Dr. Brixner: What we found was that, in the group that was tested, there were significantly lower emergency department visits and hospitalizations than in the group that was matched and not tested. What's interesting is that we also saw actually an increase of outpatient visits in the patients that were tested, which was counterintuitive at the outset. However, when you think about it, in fact, these results make a lot of sense. If patients are tested upfront, it's likely that patients would come in to the provider and have additional outpatient visits then, not only to review the results, but make any appropriate changes to their therapeutic regimens.
Interviewer: And the decrease in hospitalizations and emergency department visits that you saw actually took place over a pretty short follow-up period, right?
Dr. Brixner: Yeah, that's a very interesting point to bring up. Our study looked at a four-month follow-up. And, in fact, we are now currently looking at extended data out to nine months, and we would anticipate that the impact of the savings would be even greater at nine months out to a year, granted there is a point where there are no additional savings. But the other interesting point is that you only need to be tested once, and this information then can be put into the elderly patients file, and then as they bring on new drugs, or change drugs going forward through the rest of their life, this information can be used to guide appropriate treatment.
Interviewer: And you talked about savings. You mean costs savings?
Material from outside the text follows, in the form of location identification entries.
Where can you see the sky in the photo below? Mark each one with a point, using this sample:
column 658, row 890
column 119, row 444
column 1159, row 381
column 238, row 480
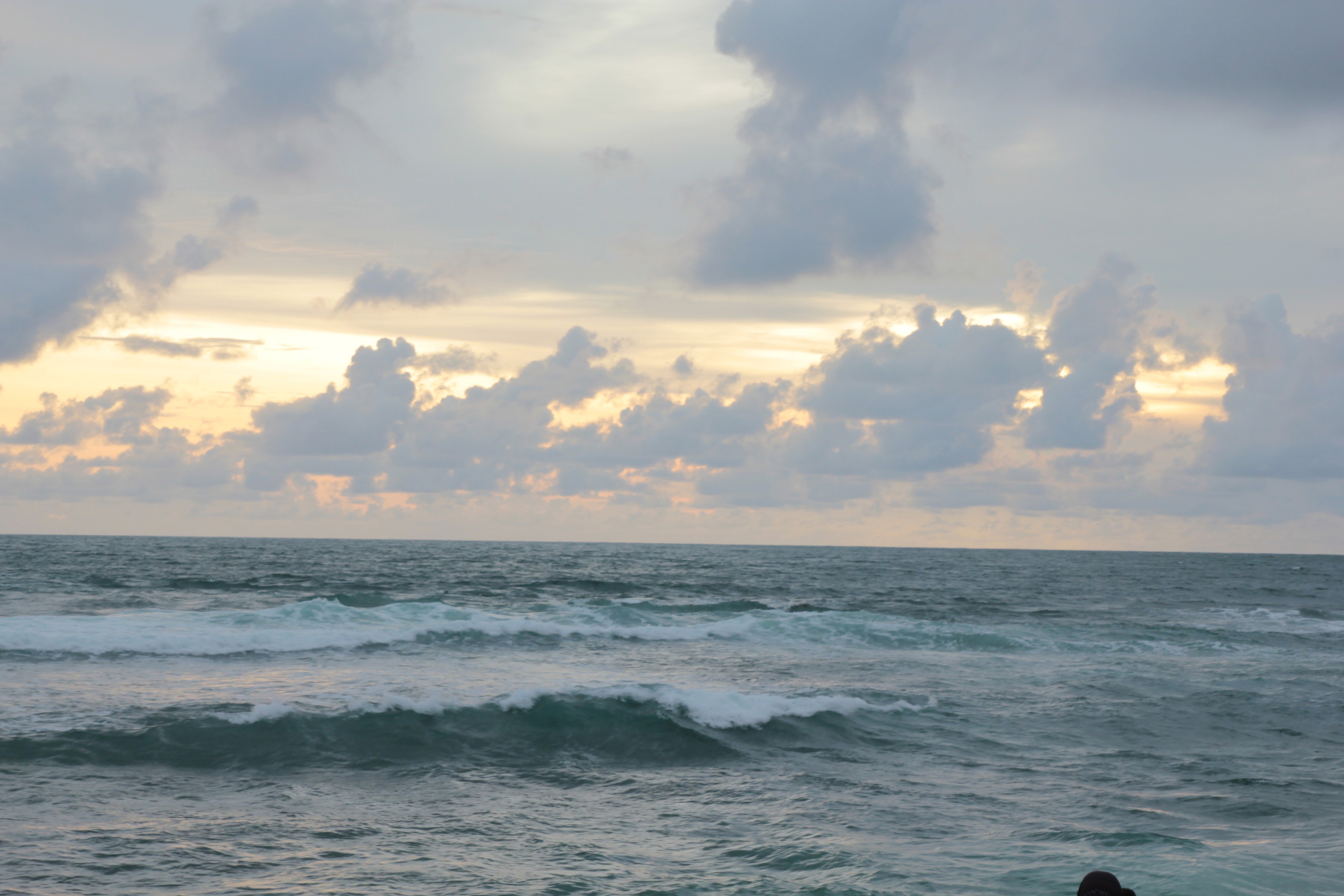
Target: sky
column 952, row 273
Dr. Brixner: The savings was, in fact, there is the cost of the test and the clinical decisions support, but there is also then cost savings by the emergency department visits and hospitalizations avoided. So what we did using some national costing data is demonstrate that, in fact, the majority of the cost of the test is offset by the savings and fewer emergency department visits and hospitalizations.
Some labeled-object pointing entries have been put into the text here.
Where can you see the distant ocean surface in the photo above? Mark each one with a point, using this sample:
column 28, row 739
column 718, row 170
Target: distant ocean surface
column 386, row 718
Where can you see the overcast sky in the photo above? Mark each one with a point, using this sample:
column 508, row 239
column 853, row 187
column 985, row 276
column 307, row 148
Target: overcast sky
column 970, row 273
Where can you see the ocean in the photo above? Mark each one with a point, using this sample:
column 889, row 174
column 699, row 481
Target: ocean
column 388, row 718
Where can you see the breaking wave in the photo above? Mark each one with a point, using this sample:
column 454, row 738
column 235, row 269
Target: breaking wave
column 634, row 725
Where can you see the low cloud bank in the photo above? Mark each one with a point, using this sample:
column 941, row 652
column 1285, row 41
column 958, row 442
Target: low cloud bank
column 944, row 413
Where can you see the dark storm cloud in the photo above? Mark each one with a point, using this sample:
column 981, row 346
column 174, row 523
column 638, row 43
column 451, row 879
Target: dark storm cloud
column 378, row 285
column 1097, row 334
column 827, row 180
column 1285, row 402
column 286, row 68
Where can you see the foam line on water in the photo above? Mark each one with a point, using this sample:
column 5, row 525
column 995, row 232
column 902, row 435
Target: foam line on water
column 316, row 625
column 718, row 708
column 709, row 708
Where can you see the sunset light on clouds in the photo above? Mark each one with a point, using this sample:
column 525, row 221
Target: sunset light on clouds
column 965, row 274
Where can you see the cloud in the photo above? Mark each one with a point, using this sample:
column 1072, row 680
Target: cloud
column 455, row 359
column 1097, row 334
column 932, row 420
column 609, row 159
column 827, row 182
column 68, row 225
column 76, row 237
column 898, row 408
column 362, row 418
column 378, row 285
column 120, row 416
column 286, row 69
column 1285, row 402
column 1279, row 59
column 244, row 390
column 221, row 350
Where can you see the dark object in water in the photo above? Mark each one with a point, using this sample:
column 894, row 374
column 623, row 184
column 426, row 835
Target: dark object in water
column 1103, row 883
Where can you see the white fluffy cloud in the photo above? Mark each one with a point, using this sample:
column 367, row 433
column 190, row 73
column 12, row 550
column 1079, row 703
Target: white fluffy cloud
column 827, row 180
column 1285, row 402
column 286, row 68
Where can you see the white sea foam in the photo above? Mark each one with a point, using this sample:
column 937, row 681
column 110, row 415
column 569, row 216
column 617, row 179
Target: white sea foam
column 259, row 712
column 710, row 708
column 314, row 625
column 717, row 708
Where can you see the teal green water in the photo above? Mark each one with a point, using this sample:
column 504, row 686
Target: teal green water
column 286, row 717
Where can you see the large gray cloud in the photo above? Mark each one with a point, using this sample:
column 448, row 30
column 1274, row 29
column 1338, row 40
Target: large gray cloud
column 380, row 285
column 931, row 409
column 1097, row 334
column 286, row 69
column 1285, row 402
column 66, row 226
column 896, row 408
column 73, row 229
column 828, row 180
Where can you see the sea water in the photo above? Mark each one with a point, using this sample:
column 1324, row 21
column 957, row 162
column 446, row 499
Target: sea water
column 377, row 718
Interviewer: So this is a test that, at this point, probably is not covered by most insurance policies, or at least by Medicare, who most of these patients would be with.
Dr. Brixner: And that was exactly why we set out to do this study in the first place. It is a very dynamic environment right now with when looking at how data should be considered for making reimbursement decisions around diagnostic tests. And that includes the test that we're talking about today, preemptive pharmacogenetic testing, as well as the gene testing for targeting drug therapy. It's a different process to look at reimbursement for diagnostic test than it is for drugs. And Medicare and other insurance companies are struggling with how this evidence should be evaluated.
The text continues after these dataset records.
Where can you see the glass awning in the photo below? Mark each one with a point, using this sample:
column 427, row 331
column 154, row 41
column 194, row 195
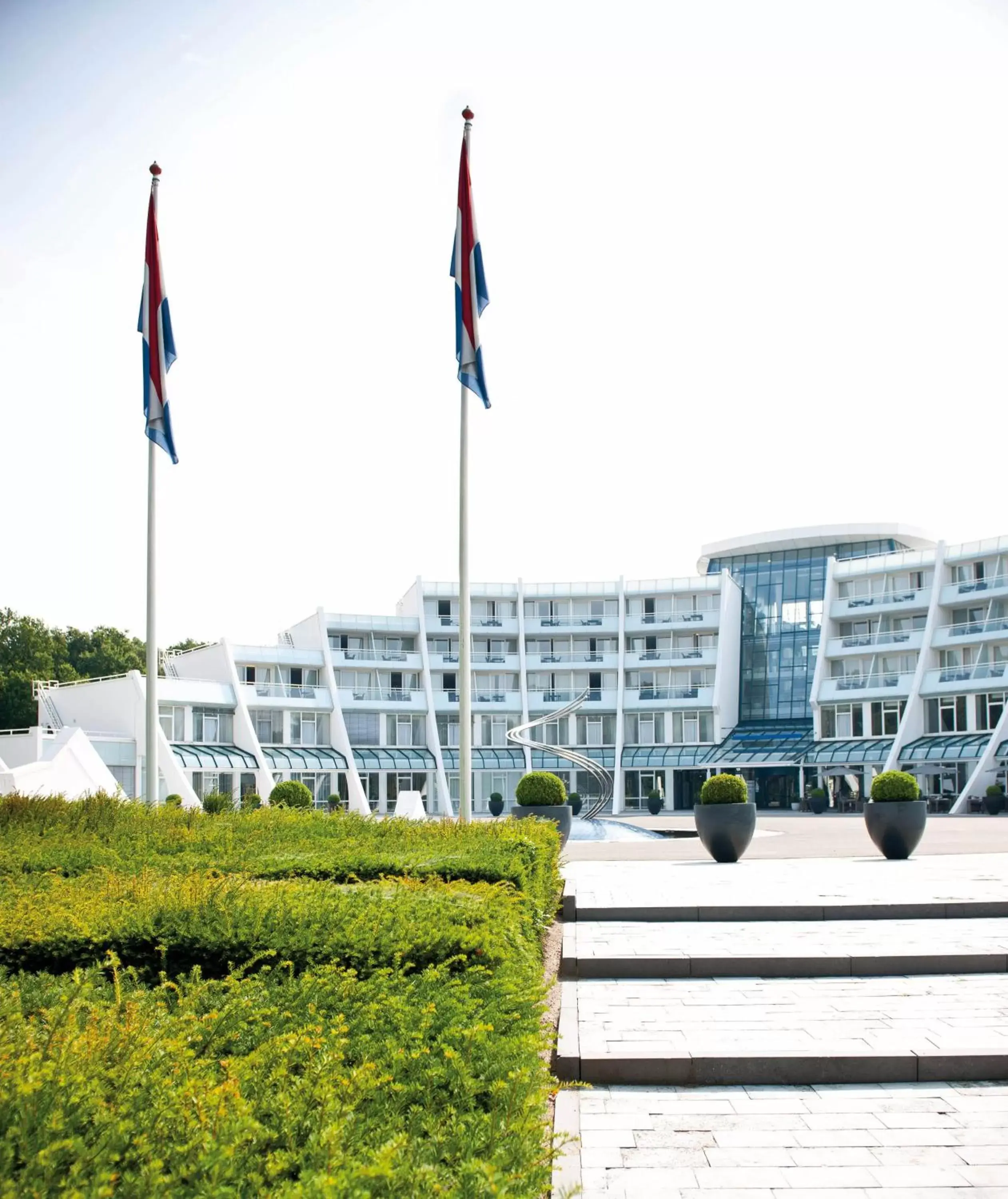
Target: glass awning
column 665, row 756
column 394, row 758
column 487, row 758
column 543, row 761
column 946, row 747
column 305, row 758
column 855, row 752
column 214, row 756
column 764, row 744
Our hope was to generate enough evidence that would look potentially favorably at the inclusion of this type of a test and clinic decision support tool in managing elderly patients on several drugs or polypharmacy, that we would then go ahead and validate our findings in a larger prospective randomized trial design. It's exactly that type of study that we're working on now, based on our preliminary results to demonstrate the validity of our results in a unified population within one health care system.
Interviewer: What's your hope for where this type of work is going?
Dr. Brixner: Well, that's great question. What I would love to see is that when we do the validation study that we see trends along the same line as what we saw with our preliminary results. I then think it would really be worth considering that when the elderly come in for their annual well visit, as they enter into the Medicare health system, that they should, in fact, have this test done once, so that it's in their file to guide their future treatment regimens. To me this would be a great step forward in improving care for the elderly, and greater involving clinical pharmacists in the role of medication management.
Announcer: Interesting, informative, and all the name of better health. This is The Scope Health Sciences Radio.